Parathyroid hormone (PTH)-mediated gene activation was assessed in the osteoblast-like rat cell line ROS17/2.8 with two PTH fragments harboring distinct activating domains: PTH-(1-34) and PTH-(28-48). The PTH response of genes expressed immediate early in the cell cycle or in the osteoblast developmental sequence was investigated. In addition, subtractive cloning was used to identify genes in ROS17/2.8 cells that are activated by the two PTH domains. PTH-(1-34) immediately increased the transcript levels of c-fos and c-jun at a considerably higher rate than PTH-(28-48). A significant immediate PTH effect on osteoblastic marker genes could not be detected, with the exception of elevated ornithine decarboxylase transcript levels. However, continuous application of PTH-(1-34) increased transcript levels of the osteoblast-specific osteocalcin gene and reduced those of other osteoblastic marker genes including alkaline phosphatase and the PTH/PTH-related peptide receptor. By subtractive cloning, nine cDNAs were isolated corresponding to mRNAs directly up-regulated by PTH-(1-34) or PTH-(28-48). Among these were a cyclic phosphodiesterase, a (cytosine 5)-methyltransferase, an 80-kDa protein kinase C substrate, junB, and a novel GC-binding protein. Three cDNAs are unknown at present. Interestingly, in all cases, the efficiency of gene activation by PTH-(28-48) was substantially lower in comparison with PTH-(1-34). PTH-mediated protein kinase C signaling in ROS17/2.8 cells may therefore constitute a minor pathway in comparison with the dominant cAMP/protein kinase A cascade.

Expression of human bone morphogenetic proteins-2 or -4 in murine mesenchymal progenitor C3H10T1/2 cells induces differentiation into distinct mesenchymal cell lineages.

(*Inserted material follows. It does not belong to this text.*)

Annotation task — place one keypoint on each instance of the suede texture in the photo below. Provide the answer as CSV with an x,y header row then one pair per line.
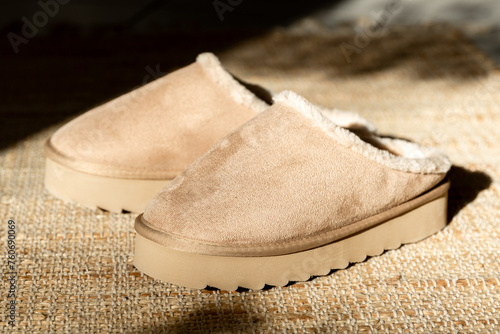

The cDNAs encoding the human bone morphogenetic proteins BMP-2 and BMP-4 in an eukaryotic expression vector were permanently transferred into the murine mesenchymal progenitor cell line C3H10T1/2. Originally, these cells are known to differentiate into myotubes, adipocytes, and chondrocytes upon the addition of azacytidine. Permanent transfection of genes encoding human BMP-2 and BMP-4 induces differentiation into the osteogenic lineage. The osteogenic differentiation potential of C3H10T1/2 cells is substantiated by histochemical and genetic analyses of marker genes typical or specific for osteogenesis, including the parathyroid hormone receptor, alkaline phosphatase, osteopontin, osteonectin, and osteocalcin. In addition to osteoblast formation, development into adipocytes and chondrocytes is also observed, suggesting that BMP-2 and BMP-4 induce differentiation into three mesenchymal lineages.